А может, просто вечером в кино я побывал?
И не хватал оружия, чужую жизнь круша,
и руки мои чистые, и праведна душа.
Ах, что-то мне не верится, что я не пал в бою.
А может быть, подстреленный, давно живу в раю,
и кущи там, и рощи там, и кудри по плечам…
А эта жизнь прекрасная лишь снится по ночам.
«После дождичка небеса просторны…»
* * *
После дождичка небеса просторны,
голубей вода, зеленее медь.
В городском саду – флейты да валторны.
Капельмейстеру хочется взлететь.
Ах, как помнятся прежние оркестры,
не военные, а из мирных лет!
Расплескалася в улочках окрестных
та мелодия… А поющих нет.
С нами женщины. Все они красивы.
И черемуха – вся она в цвету.
Может, жребий нам выпадет счастливый:
снова встретимся в городском саду.
Но из прошлого, из былой печали,
как ни сетую, как там ни молю,
проливается черными ручьями
эта музыка прямо в кровь мою.
Душевный разговор с сыном
Мой сын, твой отец – лежебока и плут
из самых на этом веку.
Ему не знакомы ни молот, ни плуг,
я в этом поклясться могу.
Когда на земле бушевала война
и были убийства в цене,
он раной одной откупился сполна
от смерти на этой войне.
Когда погорельцы брели на восток
и участь была их горька,
он в теплом окопе пристроиться смог
на сытную должность стрелка.
Не словом трибуна, не тяжкой киркой
на благо родимой страны —
он все норовит заработать строкой
тебе и себе на штаны.
И все же, и все же не будь с ним суров
(не знаю и сам, почему),
поздравь его с тем, что он жив и здоров,
хоть нет оправданья ему.
Он, может, и рад бы достойней прожить
(далече его занесло),
но можно рубаху и паспорт сменить,
да поздно менять ремесло.
1974
Песенка
Совесть, благородство и достоинство —
вот оно, святое наше воинство.
Протяни ему свою ладонь,
за него не страшно и в огонь.
Лик его высок и удивителен.
Посвяти ему свой краткий век.
Может, и не станешь победителем,
но зато умрешь как человек.
Работа
Жест. Быстрый взгляд. Движение души.
На кончике ресницы – влага.
Отточены карандаши,
и приготовлена бумага.
Она бела, прохладна и гладка.
Друзья примолкли сиротливо.
А перспектива так сладка
в зеленом поле объектива.
Определяю день и час,
события изобретаю,
как ворон, вытаращив глаз,
над жертвою очередной витаю.
Нелепо скрючена рука,
искажены черты и поза…
Но перспектива как сладка!
Какая вызревает проза!
Уж целый лист почти совсем готов,
и вдруг как будто прозреваю:
как нищ и беден мой улов,
не те цветы ищу я и срываю.
И жар ловлю не от того огня,
и лгу по мелочам природе…
Что стоит помолиться за меня?
Да нынче вам не до молитвы вроде.
И вновь: Я. Злость. И трепет у виска.
И пот… Какой квартет отличный!
А перспектива так близка,
и сроки жизни безграничны.
«В день рождения подарок преподнес я сам себе…»
* * *
В день рождения подарок преподнес я сам себе.

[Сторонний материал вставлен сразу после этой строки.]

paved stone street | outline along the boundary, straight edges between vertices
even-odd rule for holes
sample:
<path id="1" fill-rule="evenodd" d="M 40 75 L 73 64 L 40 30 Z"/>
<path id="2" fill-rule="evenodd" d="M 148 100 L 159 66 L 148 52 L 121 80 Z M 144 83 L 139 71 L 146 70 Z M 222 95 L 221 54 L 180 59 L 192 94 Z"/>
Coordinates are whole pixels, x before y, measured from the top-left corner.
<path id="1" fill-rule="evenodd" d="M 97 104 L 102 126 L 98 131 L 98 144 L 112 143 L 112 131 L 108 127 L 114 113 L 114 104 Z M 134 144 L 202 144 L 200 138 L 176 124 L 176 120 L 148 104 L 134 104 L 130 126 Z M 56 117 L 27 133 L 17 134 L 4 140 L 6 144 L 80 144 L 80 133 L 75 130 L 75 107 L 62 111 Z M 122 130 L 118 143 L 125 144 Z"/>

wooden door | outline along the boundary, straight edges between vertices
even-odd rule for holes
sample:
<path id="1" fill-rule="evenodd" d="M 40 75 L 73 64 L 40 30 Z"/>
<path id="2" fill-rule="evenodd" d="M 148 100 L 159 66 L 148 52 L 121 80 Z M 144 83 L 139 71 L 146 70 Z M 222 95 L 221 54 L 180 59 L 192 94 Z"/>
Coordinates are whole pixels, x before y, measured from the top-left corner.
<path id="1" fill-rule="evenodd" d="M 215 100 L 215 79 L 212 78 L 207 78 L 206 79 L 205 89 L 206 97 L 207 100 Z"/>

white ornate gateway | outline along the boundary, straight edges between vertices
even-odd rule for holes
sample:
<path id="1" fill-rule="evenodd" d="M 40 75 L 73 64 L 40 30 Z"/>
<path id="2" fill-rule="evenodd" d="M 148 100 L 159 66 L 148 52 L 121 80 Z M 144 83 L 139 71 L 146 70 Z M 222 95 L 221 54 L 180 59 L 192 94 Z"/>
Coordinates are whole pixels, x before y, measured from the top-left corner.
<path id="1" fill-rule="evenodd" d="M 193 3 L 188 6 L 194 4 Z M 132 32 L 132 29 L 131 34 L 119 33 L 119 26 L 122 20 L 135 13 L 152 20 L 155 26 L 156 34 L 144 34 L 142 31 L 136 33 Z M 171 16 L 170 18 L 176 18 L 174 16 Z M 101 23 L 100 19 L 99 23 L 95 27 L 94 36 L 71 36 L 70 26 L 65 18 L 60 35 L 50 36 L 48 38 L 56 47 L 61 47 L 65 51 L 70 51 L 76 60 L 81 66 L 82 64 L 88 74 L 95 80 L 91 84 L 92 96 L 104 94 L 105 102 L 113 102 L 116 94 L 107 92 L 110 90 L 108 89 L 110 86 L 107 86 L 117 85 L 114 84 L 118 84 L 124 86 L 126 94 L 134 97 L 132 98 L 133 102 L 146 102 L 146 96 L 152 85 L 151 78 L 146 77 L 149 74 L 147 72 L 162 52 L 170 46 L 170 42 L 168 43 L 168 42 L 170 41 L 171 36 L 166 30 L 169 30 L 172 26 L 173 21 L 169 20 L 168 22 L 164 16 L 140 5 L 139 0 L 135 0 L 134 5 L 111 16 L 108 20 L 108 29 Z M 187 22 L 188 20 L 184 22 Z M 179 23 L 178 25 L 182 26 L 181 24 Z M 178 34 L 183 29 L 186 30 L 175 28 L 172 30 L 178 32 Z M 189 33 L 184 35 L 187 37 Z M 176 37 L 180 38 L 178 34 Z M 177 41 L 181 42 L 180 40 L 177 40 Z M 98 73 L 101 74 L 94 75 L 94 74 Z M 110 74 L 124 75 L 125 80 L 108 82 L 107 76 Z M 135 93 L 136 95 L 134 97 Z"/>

Сын потом возьмет, озвучит и сыграет на трубе.
Сочинилось как-то так, само собою
что-то среднее меж песней и судьбою.
Я сижу перед камином, нарисованным в углу,
старый пудель растянулся под ногами на полу.
Пусть труба, сынок, мелодию сыграет…
Что из сердца вышло – быстро не сгорает.
Мы плывем ночной Москвою между небом и землей.
Кто-то балуется рядом черным пеплом и золой.
Лишь бы только в суете не доигрался…
Или зря нам этот век, сынок, достался?
Что ж, играй, мой сын кудрявый, ту мелодию в ночи,
пусть ее подхватят следом и другие трубачи.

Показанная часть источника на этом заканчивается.